Les maisons individuelles, en revanche, sont généralement achetées pour être occupées par leur propriétaire. Cependant, de nombreuses jeunes familles des grandes villes n’ont plus les moyens de s’offrir une maison individuelle, dans les petites et moyennes villes environnantes, en revanche, elles peuvent souvent se le permettre. Lorsqu’on demande aux Allemands où ils aimeraient le plus vivre, les résultats actuels sont également surprenants : 45 % d’entre eux souhaitent vivre dans une communauté rurale. 33 % d’entre eux opteraient pour une ville moyenne ou petite. Seuls les 18 à 29 ans souhaitent s’évader de la vie rurale : 40 % de ce groupe de population aimerait vivre dans la grande ville. C’est tout simplement parce que les jeunes recherchent davantage un endroit où vivre.

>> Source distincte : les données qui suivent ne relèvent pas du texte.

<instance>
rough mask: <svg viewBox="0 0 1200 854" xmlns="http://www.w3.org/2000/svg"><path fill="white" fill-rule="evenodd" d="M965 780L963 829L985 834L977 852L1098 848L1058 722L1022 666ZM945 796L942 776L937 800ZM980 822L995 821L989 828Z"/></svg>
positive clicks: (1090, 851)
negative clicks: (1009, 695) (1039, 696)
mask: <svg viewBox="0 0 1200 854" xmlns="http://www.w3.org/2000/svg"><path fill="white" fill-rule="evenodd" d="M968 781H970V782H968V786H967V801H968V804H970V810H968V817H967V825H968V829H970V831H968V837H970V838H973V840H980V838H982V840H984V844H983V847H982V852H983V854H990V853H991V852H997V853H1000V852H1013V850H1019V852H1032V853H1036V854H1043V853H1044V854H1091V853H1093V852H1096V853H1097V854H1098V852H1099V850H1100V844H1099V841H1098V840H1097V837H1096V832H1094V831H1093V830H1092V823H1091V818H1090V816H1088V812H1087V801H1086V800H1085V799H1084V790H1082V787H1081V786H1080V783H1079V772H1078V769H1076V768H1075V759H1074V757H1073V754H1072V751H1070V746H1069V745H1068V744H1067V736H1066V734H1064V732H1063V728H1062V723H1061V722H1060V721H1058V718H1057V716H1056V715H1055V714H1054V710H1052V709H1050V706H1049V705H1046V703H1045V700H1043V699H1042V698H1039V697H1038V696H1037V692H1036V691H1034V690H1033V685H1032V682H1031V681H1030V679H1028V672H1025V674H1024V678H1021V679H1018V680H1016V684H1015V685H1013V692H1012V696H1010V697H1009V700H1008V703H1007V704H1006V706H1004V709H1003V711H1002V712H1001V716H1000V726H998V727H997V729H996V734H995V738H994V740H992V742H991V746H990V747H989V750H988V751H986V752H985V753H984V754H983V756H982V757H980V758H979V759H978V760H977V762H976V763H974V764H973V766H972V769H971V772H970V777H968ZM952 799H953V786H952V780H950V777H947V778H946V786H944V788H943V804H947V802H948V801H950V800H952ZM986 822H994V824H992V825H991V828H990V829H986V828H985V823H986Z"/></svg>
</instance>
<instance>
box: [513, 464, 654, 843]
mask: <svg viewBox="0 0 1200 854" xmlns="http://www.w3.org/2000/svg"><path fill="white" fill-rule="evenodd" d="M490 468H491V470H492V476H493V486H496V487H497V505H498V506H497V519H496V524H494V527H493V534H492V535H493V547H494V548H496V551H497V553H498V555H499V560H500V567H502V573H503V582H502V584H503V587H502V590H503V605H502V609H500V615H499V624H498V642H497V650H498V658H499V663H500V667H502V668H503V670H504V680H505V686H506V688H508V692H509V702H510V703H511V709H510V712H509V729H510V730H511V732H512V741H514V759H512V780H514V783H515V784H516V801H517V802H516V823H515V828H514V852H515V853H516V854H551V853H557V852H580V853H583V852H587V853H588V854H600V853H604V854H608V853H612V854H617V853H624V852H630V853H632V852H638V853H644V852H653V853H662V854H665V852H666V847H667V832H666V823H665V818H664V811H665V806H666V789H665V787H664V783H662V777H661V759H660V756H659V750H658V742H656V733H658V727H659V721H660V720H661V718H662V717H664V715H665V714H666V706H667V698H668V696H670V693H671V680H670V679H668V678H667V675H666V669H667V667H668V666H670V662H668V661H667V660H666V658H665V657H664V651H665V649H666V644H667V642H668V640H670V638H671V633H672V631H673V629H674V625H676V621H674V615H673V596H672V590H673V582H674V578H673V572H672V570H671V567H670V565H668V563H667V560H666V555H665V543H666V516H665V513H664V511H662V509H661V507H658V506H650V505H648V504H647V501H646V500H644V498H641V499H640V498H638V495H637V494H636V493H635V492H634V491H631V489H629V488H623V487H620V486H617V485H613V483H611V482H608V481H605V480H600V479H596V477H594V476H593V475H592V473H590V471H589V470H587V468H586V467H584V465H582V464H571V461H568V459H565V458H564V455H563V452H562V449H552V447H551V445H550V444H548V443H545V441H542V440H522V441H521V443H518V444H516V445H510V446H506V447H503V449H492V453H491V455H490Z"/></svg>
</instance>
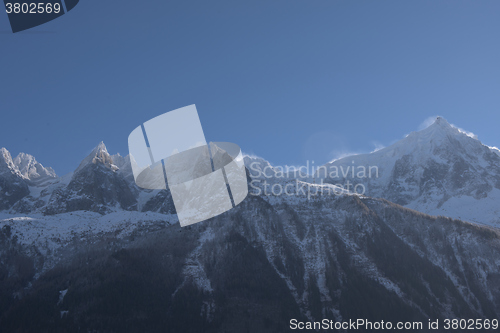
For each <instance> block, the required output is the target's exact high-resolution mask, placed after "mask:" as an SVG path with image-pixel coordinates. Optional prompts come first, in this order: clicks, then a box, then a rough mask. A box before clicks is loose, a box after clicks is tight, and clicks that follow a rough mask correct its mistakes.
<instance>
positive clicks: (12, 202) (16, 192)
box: [0, 148, 30, 210]
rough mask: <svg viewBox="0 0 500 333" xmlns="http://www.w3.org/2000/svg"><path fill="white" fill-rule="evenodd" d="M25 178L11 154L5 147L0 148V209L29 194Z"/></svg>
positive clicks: (26, 181) (27, 186)
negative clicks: (13, 161) (4, 147)
mask: <svg viewBox="0 0 500 333" xmlns="http://www.w3.org/2000/svg"><path fill="white" fill-rule="evenodd" d="M29 193H30V191H29V188H28V183H27V181H26V178H25V177H23V175H22V174H21V172H20V171H19V169H18V168H17V167H16V165H15V164H14V162H13V161H12V156H11V155H10V153H9V152H8V151H7V149H5V148H1V149H0V210H5V209H8V208H10V207H11V206H12V205H14V204H15V203H16V202H18V201H19V200H21V199H22V198H24V197H26V196H27V195H29Z"/></svg>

Pendant longtemps, on a aussi dit que les possibilités d’emploi dans la ville étaient meilleures. Mais ce n’est pas le cas, comme le montre une étude commandée par la GdW et réalisée par le cabinet de conseil Empirique : le nombre d’emplois a en fait diminué dans seulement dix des 187 districts où la population est en déclin. En moyenne, le nombre d’emplois a même augmenté de 8,4 %. Lorsque l’on compare les taux de chômage entre les comtés et les villes sans comté, il apparaît clairement que le chômage est souvent plus élevé dans les grandes villes. Le professeur d’immobilier explique simplement que plus la sécurité de l’emploi est grande, moins les gens pensent à l’émigration. Le fait est que le faible nombre de magasins de vêtements et de produits de consommation courante et la mauvaise connexion à l’internet sont autant de facteurs qui militent contre les villages comme lieux de vie futurs.

Néanmoins, de nombreuses personnes choisissent de vivre à la campagne. Et les gens réagissent à cela : récemment, par exemple, le cabinet fédéral a approuvé un projet de loi qui encouragera l’expansion de la large bande dans les zones rurales pour un total de 2,4 milliards d’euros.